Dan bahkan jika aku melakukannya… Aku tidak pantas mendapatkannya. Tidak masuk akal bagiku untuk memikirkan apakah aku pantas mendapatkannya atau tidak, tapi tetap saja, itulah kesimpulan yang kuambil.
“Kalau begitu, aku akan memberikan izin.” Liao membungkuk kepadaku secara berlebihan, mengingatkanku pada seorang pria yang berterima kasih kepada seorang wanita.

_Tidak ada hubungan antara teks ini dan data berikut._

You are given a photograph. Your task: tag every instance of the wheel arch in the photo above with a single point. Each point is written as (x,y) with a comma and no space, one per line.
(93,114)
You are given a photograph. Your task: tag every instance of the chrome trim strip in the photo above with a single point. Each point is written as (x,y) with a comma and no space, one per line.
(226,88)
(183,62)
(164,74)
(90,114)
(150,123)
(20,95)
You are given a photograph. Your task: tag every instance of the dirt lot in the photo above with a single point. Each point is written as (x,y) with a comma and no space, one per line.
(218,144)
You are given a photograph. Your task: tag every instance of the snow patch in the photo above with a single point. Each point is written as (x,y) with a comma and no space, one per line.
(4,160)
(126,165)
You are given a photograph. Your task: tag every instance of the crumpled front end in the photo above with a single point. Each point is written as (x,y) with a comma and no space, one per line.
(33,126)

“Tetapi apa pun yang Anda lakukan untuk merayu wanita di bar, jangan berpikir bahwa hal itu akan berhasil pada dirinya.”
“Saya tidak butuh pelajaran. Saya mungkin punya lebih banyak pengalaman dengan wanita daripada Anda.”
“Itu bukanlah apa yang saya maksud.”
Aku terkejut pada diriku sendiri karena menjadi begitu jengkel. Tapi aku tidak marah besar—lebih tepatnya seperti rasa jengkel yang kurasakan saat ada lalat yang berdengung di sekitar kepalaku.
“Lakukanlah umpan jika kamu mau, tapi jangan terlalu memaksa. Jika aku mendengar kamu memaksanya dengan cara apa pun…”
Saya berpikir sejenak. Bagaimana jika ada pria yang menyerang Myalo dan menggunakan kekerasan untuk menjadikannya miliknya? Apa yang akan saya lakukan?
Liao menungguku untuk melanjutkan, tidak menunjukkan sedikit pun rasa takut.
aku akan membunuhnya. Itulah satu-satunya jawaban yang bisa saya berikan. “Itu akan menjadi hal terakhir yang kamu lakukan,” aku memperingatkannya.
“Wah… Ya, aku tahu. Saya tidak akan terlalu memaksa.” Dengan itu, Liao memunggungi saya, menandakan akhir dari percakapan kami.
“Hei,” aku memanggilnya.
“Hm? Apa sekarang?” Liao hanya menoleh ke belakang, seolah dia tidak berpikir aku punya banyak hal untuk dikatakan.
“Aku membiarkanmu meminjam belatiku, dan sekarang setelah kamu mengetahui betapa tajamnya belati itu, kamu menginginkannya sendiri. Begitukah?”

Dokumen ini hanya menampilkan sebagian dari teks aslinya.